8 Myths About China Today
In order to understand China today, it’s helpful to understand this simple rule: nothing is as it seems. In fact, I would say this rule applies when observing and analyzing nearly all segments of life in China: politics, economy, social relationships, and even religion. To put it another way, whatever China seems to be at any given moment, it is in fact the opposite. This can be difficult for Westerners, because we tend to be dichotomist in our thinking, wanting something to be either this or that. We don’t do well with this and that.

5 Marks of a Gospel-Centered Church
Evangelistic effectiveness and doctrinal depth; fervent, faith-filled prayer; a sense of the presence of God; empowered members and extravagant generosity are 5 things that the gospel produced in the early church. How present are they in your church? If one of these characteristics are missing, is it possible that we don’t understand the gospel as much as we claim to? These are the indelible marks of a gospel movement.
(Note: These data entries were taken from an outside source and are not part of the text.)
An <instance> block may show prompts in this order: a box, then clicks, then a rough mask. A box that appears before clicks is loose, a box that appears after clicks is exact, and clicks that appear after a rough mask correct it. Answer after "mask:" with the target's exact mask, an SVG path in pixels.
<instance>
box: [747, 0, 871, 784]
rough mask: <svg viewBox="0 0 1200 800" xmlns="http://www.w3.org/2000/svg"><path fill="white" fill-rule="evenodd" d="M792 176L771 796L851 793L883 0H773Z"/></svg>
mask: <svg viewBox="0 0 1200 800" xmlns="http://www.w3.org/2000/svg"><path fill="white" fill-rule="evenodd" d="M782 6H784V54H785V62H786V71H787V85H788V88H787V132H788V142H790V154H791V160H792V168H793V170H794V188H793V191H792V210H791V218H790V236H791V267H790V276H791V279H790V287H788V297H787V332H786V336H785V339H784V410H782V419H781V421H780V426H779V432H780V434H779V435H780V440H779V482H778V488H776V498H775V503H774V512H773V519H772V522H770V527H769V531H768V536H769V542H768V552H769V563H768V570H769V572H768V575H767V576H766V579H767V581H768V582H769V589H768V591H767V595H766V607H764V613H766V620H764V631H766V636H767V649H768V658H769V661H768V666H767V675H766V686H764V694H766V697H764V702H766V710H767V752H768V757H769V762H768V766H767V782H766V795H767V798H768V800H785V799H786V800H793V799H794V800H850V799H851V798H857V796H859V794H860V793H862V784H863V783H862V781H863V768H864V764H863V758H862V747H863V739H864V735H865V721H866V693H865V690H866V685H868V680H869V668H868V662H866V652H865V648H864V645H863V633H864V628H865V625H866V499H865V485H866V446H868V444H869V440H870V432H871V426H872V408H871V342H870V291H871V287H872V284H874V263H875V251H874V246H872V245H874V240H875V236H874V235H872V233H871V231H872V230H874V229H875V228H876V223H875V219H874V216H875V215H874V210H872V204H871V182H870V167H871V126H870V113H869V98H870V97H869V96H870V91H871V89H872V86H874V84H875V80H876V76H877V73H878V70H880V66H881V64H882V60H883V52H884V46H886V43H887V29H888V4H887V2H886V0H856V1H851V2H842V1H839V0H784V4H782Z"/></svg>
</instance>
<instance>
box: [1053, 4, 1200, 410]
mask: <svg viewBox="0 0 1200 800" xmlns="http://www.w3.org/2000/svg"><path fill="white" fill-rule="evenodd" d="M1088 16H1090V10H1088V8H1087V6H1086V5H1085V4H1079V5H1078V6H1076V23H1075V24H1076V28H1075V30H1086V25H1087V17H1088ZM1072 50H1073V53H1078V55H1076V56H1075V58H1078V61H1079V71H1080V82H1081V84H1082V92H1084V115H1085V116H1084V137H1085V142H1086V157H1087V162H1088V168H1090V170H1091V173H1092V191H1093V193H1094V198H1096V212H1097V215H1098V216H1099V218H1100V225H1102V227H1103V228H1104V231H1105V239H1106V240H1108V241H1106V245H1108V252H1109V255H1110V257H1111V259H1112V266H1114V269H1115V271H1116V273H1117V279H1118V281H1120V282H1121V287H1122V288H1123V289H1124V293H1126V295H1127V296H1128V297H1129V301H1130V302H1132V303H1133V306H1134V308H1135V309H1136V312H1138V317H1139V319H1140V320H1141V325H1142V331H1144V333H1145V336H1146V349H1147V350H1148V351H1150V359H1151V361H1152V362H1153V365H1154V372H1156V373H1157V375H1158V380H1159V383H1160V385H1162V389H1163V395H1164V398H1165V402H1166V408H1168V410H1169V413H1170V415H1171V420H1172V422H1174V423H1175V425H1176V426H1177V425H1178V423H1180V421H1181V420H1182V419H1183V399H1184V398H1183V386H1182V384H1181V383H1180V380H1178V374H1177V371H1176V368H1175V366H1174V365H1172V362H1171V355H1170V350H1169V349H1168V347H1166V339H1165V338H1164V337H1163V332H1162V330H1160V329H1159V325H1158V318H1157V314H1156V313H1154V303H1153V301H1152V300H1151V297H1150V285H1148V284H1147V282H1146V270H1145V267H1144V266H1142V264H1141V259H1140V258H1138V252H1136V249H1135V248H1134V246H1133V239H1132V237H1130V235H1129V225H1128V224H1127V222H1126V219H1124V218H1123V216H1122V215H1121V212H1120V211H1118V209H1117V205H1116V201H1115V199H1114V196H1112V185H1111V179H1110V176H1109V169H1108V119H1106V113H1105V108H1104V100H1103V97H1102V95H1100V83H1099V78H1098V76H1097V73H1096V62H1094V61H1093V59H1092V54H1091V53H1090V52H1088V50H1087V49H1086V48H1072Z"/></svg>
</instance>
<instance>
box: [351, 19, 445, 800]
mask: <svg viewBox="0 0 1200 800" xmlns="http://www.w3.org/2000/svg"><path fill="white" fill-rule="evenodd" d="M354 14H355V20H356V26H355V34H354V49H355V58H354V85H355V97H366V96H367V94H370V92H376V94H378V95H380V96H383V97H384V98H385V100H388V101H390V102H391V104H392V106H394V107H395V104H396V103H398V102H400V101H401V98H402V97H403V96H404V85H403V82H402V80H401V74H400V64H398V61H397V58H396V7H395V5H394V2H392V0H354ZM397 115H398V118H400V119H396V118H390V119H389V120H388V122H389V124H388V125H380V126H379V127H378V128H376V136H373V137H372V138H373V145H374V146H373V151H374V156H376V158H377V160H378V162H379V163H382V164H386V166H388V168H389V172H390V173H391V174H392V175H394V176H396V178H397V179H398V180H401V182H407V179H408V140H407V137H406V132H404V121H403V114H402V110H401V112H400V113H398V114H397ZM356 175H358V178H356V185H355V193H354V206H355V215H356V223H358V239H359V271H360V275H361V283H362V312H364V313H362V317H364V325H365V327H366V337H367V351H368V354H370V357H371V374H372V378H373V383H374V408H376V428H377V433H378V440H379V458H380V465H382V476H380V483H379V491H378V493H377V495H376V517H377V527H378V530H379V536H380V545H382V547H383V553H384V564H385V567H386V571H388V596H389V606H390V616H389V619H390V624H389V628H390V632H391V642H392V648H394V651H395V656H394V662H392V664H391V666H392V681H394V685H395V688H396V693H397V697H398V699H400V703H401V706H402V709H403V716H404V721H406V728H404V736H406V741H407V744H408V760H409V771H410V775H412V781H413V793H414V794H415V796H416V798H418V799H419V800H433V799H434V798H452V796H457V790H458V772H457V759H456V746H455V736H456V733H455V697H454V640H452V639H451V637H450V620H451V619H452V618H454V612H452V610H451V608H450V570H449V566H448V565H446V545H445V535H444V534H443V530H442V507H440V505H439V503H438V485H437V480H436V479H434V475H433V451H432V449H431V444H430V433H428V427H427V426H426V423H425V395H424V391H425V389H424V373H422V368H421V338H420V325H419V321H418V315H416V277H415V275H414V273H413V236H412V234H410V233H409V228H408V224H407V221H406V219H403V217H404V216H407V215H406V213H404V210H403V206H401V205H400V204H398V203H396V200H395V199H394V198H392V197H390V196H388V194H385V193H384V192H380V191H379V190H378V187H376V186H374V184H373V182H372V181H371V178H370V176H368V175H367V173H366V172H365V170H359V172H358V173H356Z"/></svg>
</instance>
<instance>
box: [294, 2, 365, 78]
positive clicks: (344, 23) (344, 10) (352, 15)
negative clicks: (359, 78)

Pew-Hoppers: How to Shepherd Church Shoppers
Perhaps you have heard (or maybe said) before, “Scripture never says that I need to be committed to only one local church.” The “attend everywhere, but committed nowhere” is a common trend among Christians when it comes to local-church commitment. But it is also one that is damaging to all parties. Church-shopping is OK to a point, but the point of shopping is to eventually end the process. Too often though, shopping becomes the norm. And not all who believe in multiple-church-attending are to blame. It’s a prominent trend all over that is sometimes even encouraged by church leadership.

How Do You Keep From Getting Distracted?  Don’t Answer the Ringing Phone
A few weeks ago I was tempted to put off a high-priority job because somebody needed something from me and said it was urgent. The truth is what they needed from me wasurgent, it just wasn’t urgent for me. What they needed was going to help them get their job done.   I call these kinds of distractions a “ringing phone.” It’s amazing how much a ringing phone takes priority over everything else, and often the stuff that is more important given your various responsibilities. When a phone rings we rarely know what the person who is calling wants, but we drop whatever we are doing to answer.  Metaphorically, a ringing phone is something that feels urgent but isn’t.
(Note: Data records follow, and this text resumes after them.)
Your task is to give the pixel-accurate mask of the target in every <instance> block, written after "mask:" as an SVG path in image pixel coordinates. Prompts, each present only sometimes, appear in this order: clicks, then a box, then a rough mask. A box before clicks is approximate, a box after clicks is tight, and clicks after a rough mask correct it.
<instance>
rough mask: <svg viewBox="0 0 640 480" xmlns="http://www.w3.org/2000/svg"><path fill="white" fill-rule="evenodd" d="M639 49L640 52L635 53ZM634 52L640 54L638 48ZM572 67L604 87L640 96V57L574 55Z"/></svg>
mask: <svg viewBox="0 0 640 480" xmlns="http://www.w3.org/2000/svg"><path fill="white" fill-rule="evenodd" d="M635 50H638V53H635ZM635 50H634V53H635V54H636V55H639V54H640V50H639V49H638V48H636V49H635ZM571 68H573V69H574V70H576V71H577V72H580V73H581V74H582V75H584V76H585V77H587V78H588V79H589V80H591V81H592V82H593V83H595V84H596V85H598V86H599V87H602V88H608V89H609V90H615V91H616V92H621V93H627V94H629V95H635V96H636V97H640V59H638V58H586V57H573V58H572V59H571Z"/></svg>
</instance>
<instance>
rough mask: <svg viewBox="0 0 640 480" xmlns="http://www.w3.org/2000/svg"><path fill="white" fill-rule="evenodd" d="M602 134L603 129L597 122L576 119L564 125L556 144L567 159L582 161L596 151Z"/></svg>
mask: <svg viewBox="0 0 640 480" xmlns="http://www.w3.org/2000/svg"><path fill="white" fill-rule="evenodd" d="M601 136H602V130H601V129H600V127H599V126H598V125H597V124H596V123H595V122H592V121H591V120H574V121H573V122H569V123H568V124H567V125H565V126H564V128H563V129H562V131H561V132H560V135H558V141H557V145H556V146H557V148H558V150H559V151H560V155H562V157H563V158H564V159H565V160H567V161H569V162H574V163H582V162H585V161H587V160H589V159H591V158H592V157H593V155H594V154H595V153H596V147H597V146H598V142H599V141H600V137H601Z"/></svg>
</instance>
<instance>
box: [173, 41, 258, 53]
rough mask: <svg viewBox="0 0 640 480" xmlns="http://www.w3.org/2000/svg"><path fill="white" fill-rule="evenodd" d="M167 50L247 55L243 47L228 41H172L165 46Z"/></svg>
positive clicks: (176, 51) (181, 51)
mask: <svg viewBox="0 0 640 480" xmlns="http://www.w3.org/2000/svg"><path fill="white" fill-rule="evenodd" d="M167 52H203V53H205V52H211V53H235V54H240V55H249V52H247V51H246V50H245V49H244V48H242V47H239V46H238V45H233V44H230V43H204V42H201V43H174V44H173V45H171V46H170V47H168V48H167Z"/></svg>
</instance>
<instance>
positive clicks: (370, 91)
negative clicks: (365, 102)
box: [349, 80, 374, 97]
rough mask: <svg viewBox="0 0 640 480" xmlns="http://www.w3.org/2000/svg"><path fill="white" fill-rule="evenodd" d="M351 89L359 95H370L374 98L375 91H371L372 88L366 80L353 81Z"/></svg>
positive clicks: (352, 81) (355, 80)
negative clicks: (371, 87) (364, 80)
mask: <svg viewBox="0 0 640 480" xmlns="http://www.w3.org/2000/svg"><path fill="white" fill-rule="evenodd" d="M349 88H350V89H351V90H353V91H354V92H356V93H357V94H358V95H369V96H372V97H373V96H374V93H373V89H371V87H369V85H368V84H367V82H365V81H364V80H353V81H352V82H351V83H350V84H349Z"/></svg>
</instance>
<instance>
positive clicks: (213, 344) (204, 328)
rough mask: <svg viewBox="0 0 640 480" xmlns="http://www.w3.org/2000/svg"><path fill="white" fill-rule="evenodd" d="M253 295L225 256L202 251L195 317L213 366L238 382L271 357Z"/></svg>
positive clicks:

2 responses to Around the Horn :: 3.08.12

  1. Michael Horton’s book review of the King Jesus Gospel looks thoughtful and balanced. Having read the review, I wonder (I’m not sure without reading the actual book) if the author is minimizing the power of the gospel. I could read books by NT Wright all day, for instance, and as educated as I would become, I’m sure I wouldn’t have the sense of urgency or clarity that the gospels of the Bible present, or The Gospel presented in 1 Corinthians 15 does. I’d learn a lot of deep and useful context, but at the end of the day not be saved, and people’s salvation does not seem to be a casual concern anywhere within the New Testament.

    I understand not emphasizing a decision in specific ways that may be man-centered, manipulative, coercive and ineffective, but I wonder if he truly comprehends the primacy and POWER of the gospel, for nobody can be a disciple if they have not been saved. Contrast that review with this author’s reverence for the gospel message:

  2. Steve, excellent post throughout. I’m going to read the King Jesus Gospel and hopefully recommend it to my Bible study. Without having read it, it seems to embrace the command of Christ in St Matthew’s account of the Great Commission: to make disciples (the Greek word Matthew uses actually means something like “apprentice”; to baptize; and to teach. So two out of the three elements of evangelism have to do with a master-pupil relationship.

    Thanks for helping shine the light on the after-birth abortion (just a euphemism for infanticide, really) and also China.